De Pulford, moreover, has his fingers in various pies. In 2021, the High Court in Hong Kong was informed of his links not only to the media magnate Jimmy Lai Chee-ying, currently facing national security charges, but also of his involvement with Stand with Hong Kong, the subversive group that supported the insurrection of 2019-20 and sought to harm Hong Kong interests in foreign parts.

With de Pulford positioned at IPAC's heart, Rogers has been able to use it to further Hong Kong Watch's global strategy. This, apart from maligning China at every opportunity, has included seeking Magnitsky-style sanctions against Chinese officials and stoking fears over wider engagements with Beijing. Like Hong Kong Watch, its parent, IPAC specializes in crude propaganda, and wants to see the West decoupled from China, as its latest campaign highlights.

In 2020, Hong Kong Watch was supportive of the US efforts to ban Huawei from the UK's 5G technology program, supposedly on security grounds. In 2023, IPAC's Duncan Smith led the demands for Chinese-made surveillance equipment to be removed from British government departments, also for security reasons. By building on these and similar initiatives, IPAC is now trying to take things to a new level by targeting China's car exports.

Although Germany is currently the largest supplier of cars in the UK, China is now in second place, and could soon become the prime supplier. As the UK's car companies are facing quotas for zero-emissions sales from 2024, before a ban on new petrol and diesel vehicles comes into force in 2030, China is expected to dominate the British market with its electric cars. Although China's electric vehicles will help the UK to achieve its net zero targets, the "reds under the beds" brigade is apoplectic over what it claims, for want of a better excuse, are the security implications.

However nonsensical, IPAC has decided to milk those concerns for all they are worth. Earlier this month, it declared that the UK was "sleepwalking" into being "catastrophically undercut" by China's electric vehicles. It claimed it was "absolutely wrong to allow control of such a key industry to be handed to authoritarian Beijing". And then, in an effort to clothe its scaremongering with legitimacy, it called on the British government to "explain what assessment has been made of the security risks".

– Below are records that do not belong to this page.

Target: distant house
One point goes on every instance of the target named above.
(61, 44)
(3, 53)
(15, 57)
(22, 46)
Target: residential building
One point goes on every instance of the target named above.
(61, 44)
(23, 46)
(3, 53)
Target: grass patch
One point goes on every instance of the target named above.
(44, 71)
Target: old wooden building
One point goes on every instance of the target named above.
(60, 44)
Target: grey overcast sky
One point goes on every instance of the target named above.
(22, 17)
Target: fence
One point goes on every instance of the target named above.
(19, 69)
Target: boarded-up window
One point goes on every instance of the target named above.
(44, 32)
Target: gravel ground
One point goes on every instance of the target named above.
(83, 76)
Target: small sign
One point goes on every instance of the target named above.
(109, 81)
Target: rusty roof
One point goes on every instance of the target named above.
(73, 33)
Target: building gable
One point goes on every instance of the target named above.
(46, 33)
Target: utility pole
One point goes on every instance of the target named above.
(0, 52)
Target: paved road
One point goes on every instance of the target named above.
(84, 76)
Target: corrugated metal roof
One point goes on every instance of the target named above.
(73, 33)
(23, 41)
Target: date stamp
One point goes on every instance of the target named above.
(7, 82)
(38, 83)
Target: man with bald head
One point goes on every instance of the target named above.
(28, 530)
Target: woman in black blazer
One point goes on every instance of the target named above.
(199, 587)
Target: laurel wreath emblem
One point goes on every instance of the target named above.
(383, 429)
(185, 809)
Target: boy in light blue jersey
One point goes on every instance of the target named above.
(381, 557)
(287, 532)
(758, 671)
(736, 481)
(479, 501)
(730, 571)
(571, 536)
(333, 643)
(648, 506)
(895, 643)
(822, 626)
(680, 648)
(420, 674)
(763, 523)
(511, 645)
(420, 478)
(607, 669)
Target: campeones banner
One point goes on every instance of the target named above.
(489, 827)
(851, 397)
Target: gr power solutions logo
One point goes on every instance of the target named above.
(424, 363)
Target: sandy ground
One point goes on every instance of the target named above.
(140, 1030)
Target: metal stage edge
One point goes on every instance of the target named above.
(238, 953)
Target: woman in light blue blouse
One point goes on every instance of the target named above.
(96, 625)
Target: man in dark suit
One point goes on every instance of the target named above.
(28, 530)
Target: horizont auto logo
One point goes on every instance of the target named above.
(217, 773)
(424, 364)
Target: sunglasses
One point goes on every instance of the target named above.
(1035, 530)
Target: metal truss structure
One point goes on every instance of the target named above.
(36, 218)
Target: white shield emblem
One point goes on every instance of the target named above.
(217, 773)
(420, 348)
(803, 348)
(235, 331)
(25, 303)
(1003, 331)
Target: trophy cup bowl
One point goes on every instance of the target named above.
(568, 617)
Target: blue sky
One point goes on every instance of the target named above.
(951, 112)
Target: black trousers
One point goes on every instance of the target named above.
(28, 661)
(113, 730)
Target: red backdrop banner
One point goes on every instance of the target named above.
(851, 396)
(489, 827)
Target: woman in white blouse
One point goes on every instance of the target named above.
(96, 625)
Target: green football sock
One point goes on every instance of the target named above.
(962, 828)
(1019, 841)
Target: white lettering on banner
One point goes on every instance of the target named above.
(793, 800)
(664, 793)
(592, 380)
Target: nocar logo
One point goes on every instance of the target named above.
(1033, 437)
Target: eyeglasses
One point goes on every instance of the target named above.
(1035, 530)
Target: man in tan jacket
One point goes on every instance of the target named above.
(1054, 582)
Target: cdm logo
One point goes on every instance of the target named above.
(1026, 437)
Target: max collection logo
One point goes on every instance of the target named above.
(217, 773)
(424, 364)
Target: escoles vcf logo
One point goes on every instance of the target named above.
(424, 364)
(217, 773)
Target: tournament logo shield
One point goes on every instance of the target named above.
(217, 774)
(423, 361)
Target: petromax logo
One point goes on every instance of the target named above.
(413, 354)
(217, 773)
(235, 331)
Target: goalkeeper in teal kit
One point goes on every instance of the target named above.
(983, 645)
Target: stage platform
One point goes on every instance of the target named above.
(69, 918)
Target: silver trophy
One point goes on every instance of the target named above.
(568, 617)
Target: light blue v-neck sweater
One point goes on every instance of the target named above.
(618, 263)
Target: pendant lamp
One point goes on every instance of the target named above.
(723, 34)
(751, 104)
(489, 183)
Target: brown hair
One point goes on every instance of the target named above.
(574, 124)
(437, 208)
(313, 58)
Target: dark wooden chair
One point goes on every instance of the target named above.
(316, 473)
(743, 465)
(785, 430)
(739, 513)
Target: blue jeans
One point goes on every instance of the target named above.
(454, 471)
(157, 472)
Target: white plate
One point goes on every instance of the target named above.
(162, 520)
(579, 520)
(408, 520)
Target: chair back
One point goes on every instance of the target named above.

Although it is true that cellular modules can be installed in vehicles for covert activities, the idea they would be installed in millions of cars intended for the general population is the stuff of fantasy. In any event, the British government, through its Procurement Bill, is giving itself powers to bar Chinese companies from sensitive areas, including providing government cars. A government spokesman has also explained that "We've developed requirements for all car manufacturers to mitigate against cyber threats in their designs and monitor the risk through the life of their vehicles."

Although China is committed to free trade and the development of technological solutions to global challenges, IPAC's neocolonials are trapped in a time warp. Instead of making the most of Global Britain and engaging with the world's second-largest economy, Duncan Smith, Kennedy and Rogers want Britain to show as much hostility toward China as it did in the 19th century, although there are some big differences.

Whereas their predecessors were able to act with impunity as they abused China and harmed its people, those days are gone. China is now able to look after itself, and those who seek to harm it will face the consequences. Although China was isolated in the 19th century, it now has partners around the world, not least in the Global South. It has greatly assisted many countries, including those still suffering from the imperial legacy and struggling with neocolonial exploitation, and its efforts are greatly appreciated in many places, including Africa, Asia and the Middle East.

If the UK harkens to the likes of IPAC, it will be shooting itself in the foot. It will not only be placing itself on the wrong side of history, but betraying the future well-being of its people. IPAC and its allies have nothing to offer Britain, and the UK-China partnership must be prioritized if the Global Britain policy is ever to succeed.

 

The author is a senior counsel and law professor, and was previously the director of public prosecutions of the Hong Kong SAR.